Even though we always seem take the easy road and use a pre-cooked pizza crust, there no doubt that homemade crust will taste even more amazing. Need a good homemade pizza crust recipe? Here’s the one I use.
2/3 cup water
1/2 teaspoon sugar
1 package (2 1/4 teaspoons) active dry yeast
1 1/2 cups bread flour, plus more as needed
1 1/2 tablespoons cornmeal
2 teaspoons extra-virgin olive oil
1/2 teaspoon fine salt
In a large bowl, dissolve sugar and yeast in warm water (water to 100 to 110 degrees F) and let stand for 5 minutes.
Lightly spoon flour into dry measuring cups and level with a knife. Add flour, cornmeal, oil and salt to yeast mixture; stir until soft dough forms.
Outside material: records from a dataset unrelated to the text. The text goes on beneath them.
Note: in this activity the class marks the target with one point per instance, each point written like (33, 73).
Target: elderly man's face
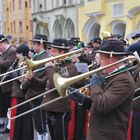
(2, 47)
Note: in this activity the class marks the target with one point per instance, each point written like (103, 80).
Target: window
(14, 27)
(20, 4)
(20, 27)
(10, 7)
(11, 28)
(31, 25)
(57, 3)
(26, 4)
(40, 6)
(117, 10)
(65, 2)
(13, 5)
(29, 3)
(4, 27)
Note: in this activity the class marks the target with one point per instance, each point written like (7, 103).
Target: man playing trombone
(31, 86)
(111, 97)
(8, 56)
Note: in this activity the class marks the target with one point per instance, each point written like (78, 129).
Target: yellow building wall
(106, 20)
(17, 15)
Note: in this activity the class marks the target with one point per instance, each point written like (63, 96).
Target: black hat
(24, 49)
(136, 36)
(112, 47)
(75, 40)
(40, 38)
(60, 43)
(96, 40)
(2, 38)
(48, 45)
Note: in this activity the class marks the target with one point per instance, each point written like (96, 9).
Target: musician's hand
(85, 91)
(97, 80)
(29, 76)
(77, 96)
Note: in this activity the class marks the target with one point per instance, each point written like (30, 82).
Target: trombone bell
(60, 84)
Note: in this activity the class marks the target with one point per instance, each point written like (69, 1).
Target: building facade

Turn dough out onto a floured surface and knead until even, about 5 minutes. Add bread flour as needed to prevent dough from sticking to hands. Place dough in a large bowl coated with cooking spray and turn to coat.
Cover and let rise in warm place (about 85 degrees F) free from drafts until doubled in size, about 45 minutes. Gently press 2 fingers into dough; if indentation remains, dough has risen enough. Punch dough down into the shape of a ball.
Lightly re-spray bowl; place dough in bowl, turning to coat again. Cover; let the dough rise again in a warm place for another 30 minutes.
Place the dough on a lightly floured surface and roll out to a 12-inch crust. Top the dough according to pizza instructions.